Agora, você e seus colegas escreverão uma carta à revista Superinteressante, fazendo uma crítica à informação apresentada na notícia sobre o desabrochar da A. titanum. Usando os dados da revista Ciência Hoje das Crianças, informem aos editores que as plantas carnívoras não vivem exclusivamente de insetos caídos em suas pétalas. Vocês podem seguir a mesma estrutura da carta do primeiro leitor. Os endereços da revista estão abaixo....

Nessa atividade, o aluno precisa mostrar para os editores da revista que existem outras informações sobre as plantas carnívoras que não foram consideradas e que é preciso corrigir o erro cometido.

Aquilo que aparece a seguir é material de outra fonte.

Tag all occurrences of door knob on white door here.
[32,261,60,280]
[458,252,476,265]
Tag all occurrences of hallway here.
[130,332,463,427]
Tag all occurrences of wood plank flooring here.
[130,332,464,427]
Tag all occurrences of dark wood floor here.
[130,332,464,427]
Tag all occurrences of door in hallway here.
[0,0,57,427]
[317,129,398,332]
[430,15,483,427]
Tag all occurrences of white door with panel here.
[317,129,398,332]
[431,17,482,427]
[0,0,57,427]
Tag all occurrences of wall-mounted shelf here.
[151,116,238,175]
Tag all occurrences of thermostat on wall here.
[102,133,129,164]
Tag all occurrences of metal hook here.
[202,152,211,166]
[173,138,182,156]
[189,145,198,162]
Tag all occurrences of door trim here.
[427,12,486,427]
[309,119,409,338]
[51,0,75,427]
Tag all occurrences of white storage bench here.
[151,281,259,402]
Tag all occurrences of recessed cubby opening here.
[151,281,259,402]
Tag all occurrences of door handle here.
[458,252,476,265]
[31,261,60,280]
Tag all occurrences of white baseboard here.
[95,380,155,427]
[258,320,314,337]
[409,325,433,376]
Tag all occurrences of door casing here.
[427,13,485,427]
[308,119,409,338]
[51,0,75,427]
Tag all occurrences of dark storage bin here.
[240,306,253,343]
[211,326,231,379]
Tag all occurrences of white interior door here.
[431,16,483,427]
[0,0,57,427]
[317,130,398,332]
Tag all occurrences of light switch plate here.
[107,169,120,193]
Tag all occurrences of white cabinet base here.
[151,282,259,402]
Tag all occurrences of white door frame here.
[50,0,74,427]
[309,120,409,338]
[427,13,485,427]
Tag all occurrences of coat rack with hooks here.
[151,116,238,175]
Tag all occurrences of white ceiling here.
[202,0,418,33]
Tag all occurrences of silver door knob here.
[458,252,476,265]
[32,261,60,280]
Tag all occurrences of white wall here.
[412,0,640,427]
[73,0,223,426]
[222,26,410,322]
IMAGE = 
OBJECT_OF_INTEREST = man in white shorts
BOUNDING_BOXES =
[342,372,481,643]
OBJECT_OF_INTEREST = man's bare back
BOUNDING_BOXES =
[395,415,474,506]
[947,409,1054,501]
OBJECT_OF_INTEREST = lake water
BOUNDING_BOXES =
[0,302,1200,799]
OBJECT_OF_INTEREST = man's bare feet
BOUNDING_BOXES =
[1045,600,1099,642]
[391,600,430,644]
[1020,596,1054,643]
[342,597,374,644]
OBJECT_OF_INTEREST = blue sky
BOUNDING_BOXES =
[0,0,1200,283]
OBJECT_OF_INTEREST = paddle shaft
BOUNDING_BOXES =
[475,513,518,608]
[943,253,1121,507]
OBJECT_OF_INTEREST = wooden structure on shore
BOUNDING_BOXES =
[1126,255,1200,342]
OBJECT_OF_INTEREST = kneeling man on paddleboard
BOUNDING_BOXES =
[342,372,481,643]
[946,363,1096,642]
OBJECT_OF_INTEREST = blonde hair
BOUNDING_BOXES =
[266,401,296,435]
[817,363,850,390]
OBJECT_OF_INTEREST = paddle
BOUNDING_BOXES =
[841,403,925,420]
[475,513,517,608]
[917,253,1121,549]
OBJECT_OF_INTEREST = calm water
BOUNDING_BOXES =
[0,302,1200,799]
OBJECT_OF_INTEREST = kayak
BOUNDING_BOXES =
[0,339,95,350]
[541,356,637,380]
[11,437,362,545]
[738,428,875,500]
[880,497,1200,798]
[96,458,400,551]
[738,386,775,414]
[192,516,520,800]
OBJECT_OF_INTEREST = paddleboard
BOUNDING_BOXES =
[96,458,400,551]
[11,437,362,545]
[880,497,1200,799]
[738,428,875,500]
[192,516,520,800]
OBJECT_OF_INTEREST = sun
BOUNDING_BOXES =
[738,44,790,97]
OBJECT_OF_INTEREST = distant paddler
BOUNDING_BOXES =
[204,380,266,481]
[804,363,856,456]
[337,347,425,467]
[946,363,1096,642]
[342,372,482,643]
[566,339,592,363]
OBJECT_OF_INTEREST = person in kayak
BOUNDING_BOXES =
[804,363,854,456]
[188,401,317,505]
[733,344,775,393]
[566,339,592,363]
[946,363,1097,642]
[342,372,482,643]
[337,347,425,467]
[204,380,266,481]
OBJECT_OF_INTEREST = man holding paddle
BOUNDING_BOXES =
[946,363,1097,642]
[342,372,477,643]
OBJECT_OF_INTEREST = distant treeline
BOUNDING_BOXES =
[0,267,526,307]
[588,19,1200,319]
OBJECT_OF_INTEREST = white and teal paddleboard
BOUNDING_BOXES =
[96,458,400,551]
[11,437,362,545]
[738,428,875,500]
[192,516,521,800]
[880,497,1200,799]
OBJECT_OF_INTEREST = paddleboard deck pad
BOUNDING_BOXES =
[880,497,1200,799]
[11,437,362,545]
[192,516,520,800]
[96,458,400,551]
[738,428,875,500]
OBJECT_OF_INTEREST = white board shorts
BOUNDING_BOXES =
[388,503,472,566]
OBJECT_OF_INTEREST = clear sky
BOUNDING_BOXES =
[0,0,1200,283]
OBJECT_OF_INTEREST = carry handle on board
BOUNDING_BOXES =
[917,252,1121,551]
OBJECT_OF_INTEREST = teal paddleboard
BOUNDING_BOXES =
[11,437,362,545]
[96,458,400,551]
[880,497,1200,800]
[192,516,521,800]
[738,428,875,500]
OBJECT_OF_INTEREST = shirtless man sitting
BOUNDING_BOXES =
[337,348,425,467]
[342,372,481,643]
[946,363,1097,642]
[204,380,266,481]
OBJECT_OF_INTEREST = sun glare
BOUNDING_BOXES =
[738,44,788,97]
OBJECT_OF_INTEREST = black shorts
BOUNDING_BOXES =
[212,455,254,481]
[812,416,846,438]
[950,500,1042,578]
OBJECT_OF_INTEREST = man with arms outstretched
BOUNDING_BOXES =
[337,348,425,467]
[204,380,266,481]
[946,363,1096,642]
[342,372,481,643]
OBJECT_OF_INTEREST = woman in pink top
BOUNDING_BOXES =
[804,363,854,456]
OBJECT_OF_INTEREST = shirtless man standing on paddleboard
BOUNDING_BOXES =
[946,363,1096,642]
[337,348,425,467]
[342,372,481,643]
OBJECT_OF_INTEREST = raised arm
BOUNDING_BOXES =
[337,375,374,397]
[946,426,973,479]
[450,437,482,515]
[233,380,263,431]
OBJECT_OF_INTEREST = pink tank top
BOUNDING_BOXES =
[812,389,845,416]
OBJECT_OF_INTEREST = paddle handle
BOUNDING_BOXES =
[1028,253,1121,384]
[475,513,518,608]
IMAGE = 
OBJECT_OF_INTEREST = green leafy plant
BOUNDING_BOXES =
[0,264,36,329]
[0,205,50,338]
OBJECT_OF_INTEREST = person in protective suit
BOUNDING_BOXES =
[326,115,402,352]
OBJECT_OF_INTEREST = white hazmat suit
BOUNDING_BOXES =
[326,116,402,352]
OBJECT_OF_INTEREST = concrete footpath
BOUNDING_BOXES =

Destaca-se que, nessa atividade de produção, os alunos podem ter um interlocutor real e uma finalidade específica, possibilitando, assim, que eles aprendam a construir representações sobre as situações de escrita de modo mais preciso. É necessário, no entanto, considerar que, mesmo havendo, no comando, indicação de uma finalidade plausível, que possibilita uma escrita, de fato, para a revista, o fato de a matéria a ser lida estar em um livro didático provoca um distanciamento temporal entre a matéria publicada e a "possível resposta". Poderíamos, em decorrência desse fenômeno, "questionar" o tipo de interação sugerido pelo livro, apontando certa artificialidade da situação. Porém, duas ponderações podem ser feitas.

Inicialmente, retomando a discussão levantada por Schneuwly e Dolz (1999), o tratamento dos gêneros discursivos na escola implica que eles sejam tomados, simultaneamente, como objeto de interação, tal como é explicitado no comando da atividade analisada, bem como, objeto de ensino e de aprendizagem. Esses autores defendem que:

Toda introdução de um gênero na escola é o resultado de uma decisão didática que visa a objetivos precisos de aprendizagem que são sempre de dois tipos: trata-se de aprender a dominar o gênero, primeiramente, para melhor conhecê-lo, melhor produzi-lo na escola e fora dela, e, em segundo lugar, para desenvolver capacidades que ultrapassam o gênero e que são transferíveis para outros gêneros (Schneuwly e Dolz, 1999: 10).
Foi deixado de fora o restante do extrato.